Serengeti and Masai Mara, located in modern age in two countries, are therefore linked for as long as the great herds exist.

The documentary by multi award winning film director and conservationist Alan Root, released in 1974, gives a broad overview of the migration since the big herds came into existence tens of thousands of years ago.

Trying to stop this migratory habits is beyond mankind, or should be, as without the migration the herds starve.
The annual spectacle of large numbers of them crossing the Mara river and running the gauntlet of crocodiles and predators normally starts in late June or early July after which the herds move through the Masai Mara like a giant lawn mower. They are eating their way across the Mara from one end to the other before returning to the Serengeti for their long march back to the low grass plains between the Serengeti and Ngorongoro, where the special calcium rich nutrients in the grass help to develop the next generation of wildebeest before they are born in February or March during the calving season.

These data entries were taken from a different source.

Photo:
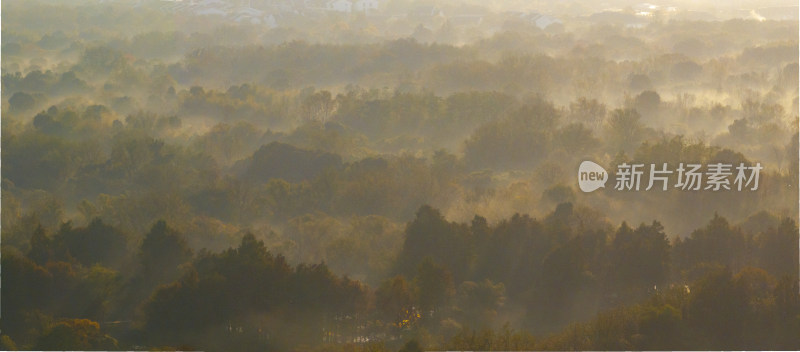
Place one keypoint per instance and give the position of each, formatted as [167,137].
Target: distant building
[426,12]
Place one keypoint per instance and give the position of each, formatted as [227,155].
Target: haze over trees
[402,179]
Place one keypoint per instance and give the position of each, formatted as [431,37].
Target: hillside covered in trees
[393,180]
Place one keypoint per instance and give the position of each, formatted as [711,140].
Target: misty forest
[395,175]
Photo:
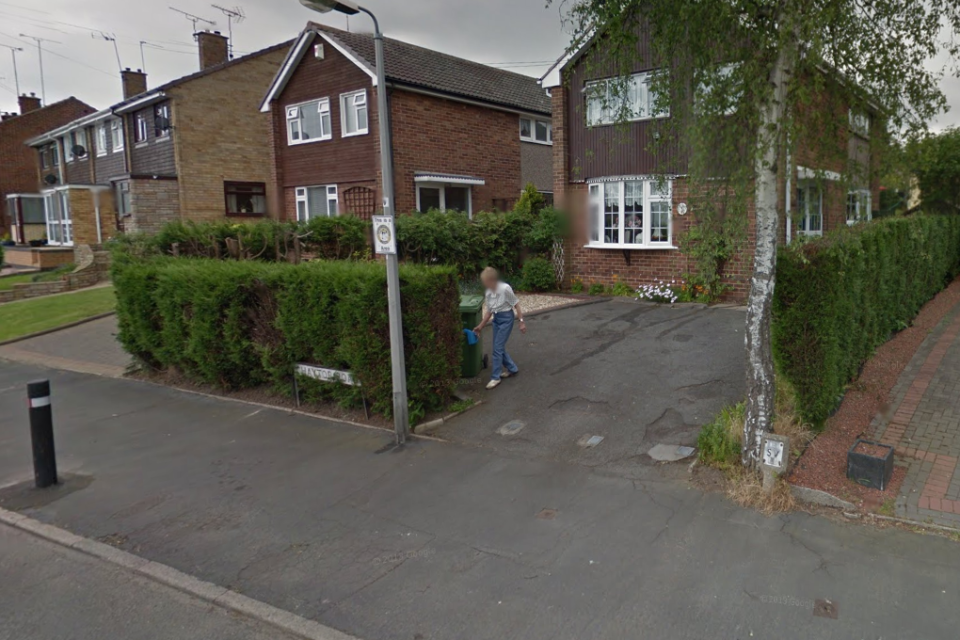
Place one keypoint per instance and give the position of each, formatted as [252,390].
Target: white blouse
[501,299]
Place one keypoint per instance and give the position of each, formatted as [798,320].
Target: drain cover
[826,609]
[588,442]
[512,428]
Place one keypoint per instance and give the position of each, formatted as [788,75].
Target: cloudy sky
[521,35]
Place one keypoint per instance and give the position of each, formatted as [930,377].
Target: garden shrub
[239,324]
[839,298]
[539,275]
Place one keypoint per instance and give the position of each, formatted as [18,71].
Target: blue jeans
[502,326]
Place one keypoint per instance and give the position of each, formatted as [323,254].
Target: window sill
[632,247]
[297,143]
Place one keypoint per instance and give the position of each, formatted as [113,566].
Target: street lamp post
[401,418]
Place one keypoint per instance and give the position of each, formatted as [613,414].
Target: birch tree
[745,82]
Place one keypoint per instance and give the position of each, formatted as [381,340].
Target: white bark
[761,392]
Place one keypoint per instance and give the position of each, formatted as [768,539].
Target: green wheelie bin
[471,312]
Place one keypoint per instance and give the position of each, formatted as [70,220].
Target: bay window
[810,210]
[859,206]
[353,114]
[608,101]
[309,122]
[630,214]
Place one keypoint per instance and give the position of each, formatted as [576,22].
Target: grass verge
[39,314]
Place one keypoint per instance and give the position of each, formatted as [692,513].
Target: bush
[238,324]
[539,275]
[839,298]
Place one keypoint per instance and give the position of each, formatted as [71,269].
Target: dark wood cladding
[155,156]
[613,150]
[335,161]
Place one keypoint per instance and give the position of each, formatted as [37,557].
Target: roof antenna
[234,15]
[194,19]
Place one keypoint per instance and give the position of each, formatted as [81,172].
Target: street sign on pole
[384,235]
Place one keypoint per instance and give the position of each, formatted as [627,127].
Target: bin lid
[471,302]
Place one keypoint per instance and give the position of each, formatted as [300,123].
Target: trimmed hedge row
[239,324]
[839,298]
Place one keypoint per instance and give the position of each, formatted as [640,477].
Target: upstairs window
[116,135]
[102,139]
[245,198]
[140,131]
[309,122]
[353,113]
[630,214]
[533,130]
[609,102]
[161,120]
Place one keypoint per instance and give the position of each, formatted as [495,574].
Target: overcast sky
[79,62]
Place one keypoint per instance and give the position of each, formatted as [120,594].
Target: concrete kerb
[214,594]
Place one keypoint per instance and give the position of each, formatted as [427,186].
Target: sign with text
[326,375]
[384,235]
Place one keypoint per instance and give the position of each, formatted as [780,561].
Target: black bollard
[41,434]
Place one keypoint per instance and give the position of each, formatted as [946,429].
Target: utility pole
[16,76]
[40,41]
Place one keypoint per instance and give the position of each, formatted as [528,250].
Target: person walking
[502,303]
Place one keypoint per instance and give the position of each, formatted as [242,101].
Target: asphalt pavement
[448,541]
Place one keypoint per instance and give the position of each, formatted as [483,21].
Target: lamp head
[325,6]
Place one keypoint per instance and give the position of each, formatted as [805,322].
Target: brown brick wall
[220,135]
[438,135]
[18,161]
[154,203]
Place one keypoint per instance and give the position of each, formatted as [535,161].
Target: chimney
[28,103]
[213,49]
[134,82]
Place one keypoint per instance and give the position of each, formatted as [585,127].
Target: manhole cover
[825,609]
[588,442]
[512,428]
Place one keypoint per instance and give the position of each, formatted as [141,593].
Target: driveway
[637,374]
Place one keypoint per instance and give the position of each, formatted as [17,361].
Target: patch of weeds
[462,405]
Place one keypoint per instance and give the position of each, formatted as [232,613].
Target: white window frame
[141,132]
[356,101]
[442,186]
[860,204]
[533,130]
[604,111]
[101,139]
[807,194]
[302,197]
[597,196]
[116,135]
[57,217]
[293,116]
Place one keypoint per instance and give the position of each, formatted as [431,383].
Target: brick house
[626,221]
[195,148]
[465,136]
[18,173]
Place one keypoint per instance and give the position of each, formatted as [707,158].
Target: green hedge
[239,324]
[839,298]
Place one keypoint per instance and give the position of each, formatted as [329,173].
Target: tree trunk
[761,391]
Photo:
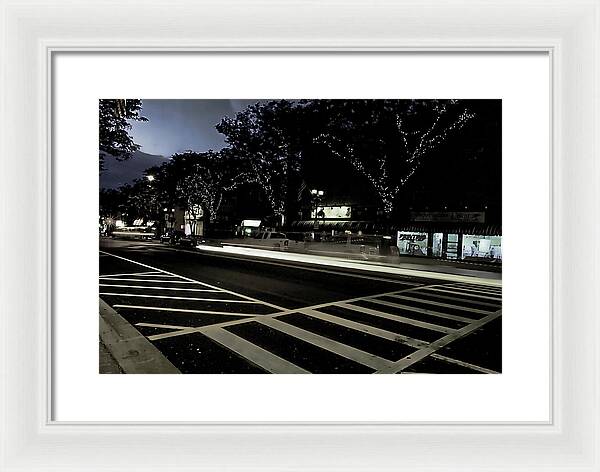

The arrival of the wildebeest has at times though been delayed when extensive bushfires spread across the part of the migration in the Serengeti, a major obstacle for the herds but ultimately not preventing them from reaching the river and crossing it into the pasture rich undulating plains of the Masai Mara – simply because it is a do or die situation for them.

This year, like before, have fires mysteriously sprung up directly in the migration path and as every time is speculation rife what was the cause of those fires. Some fires are truly acts of nature, perhaps after a lightning strike or when a drop of water serves as a magnifying glass to ignite tinder dry grass, some are accidents through carelessly thrown away cigarette butts and others, well, can be both planned burns – now who plans burns in the direct path of the oncoming migration – or simply human mischief.

Six years ago a spat over the cause of the fires prompted a series of articles and blog posts to be written about the subject while allegation and accusations spread and it is as usual up to readers to draw their own conclusions, if an act of god was responsible or if mischievious individuals turned into arsonists with intent – the intent to hinder the migration and deny the neighbours the annual migration spectacle while, probably unintended, putting the live of the entire great herds at risk of starvation.

Combined with the ill conceived highway across the migration route of the wildebeest would it probably be enough to cut the size of the herd’s numbers down to a fraction of what they are today which would be a loss not just for Kenya but to an even greater extend to Tanzania where the herds spend most of the time of the year, besides the loss for mankind overall given that the migration is called one of the seven natural wonders of the world.


Meanwhile have the 2018 fires spread and as seen in the past slowed down the herds but ultimately will not stop them from reaching their objective, which is crossing the Mara river and then filling their empty bellies with the nutrient rich grass across the Masai Mara, a spectacle tens of thousands of tourists come to see every year between July and October just as tens of thousands of tourists come to the Serengeti to see the migration there at various locations.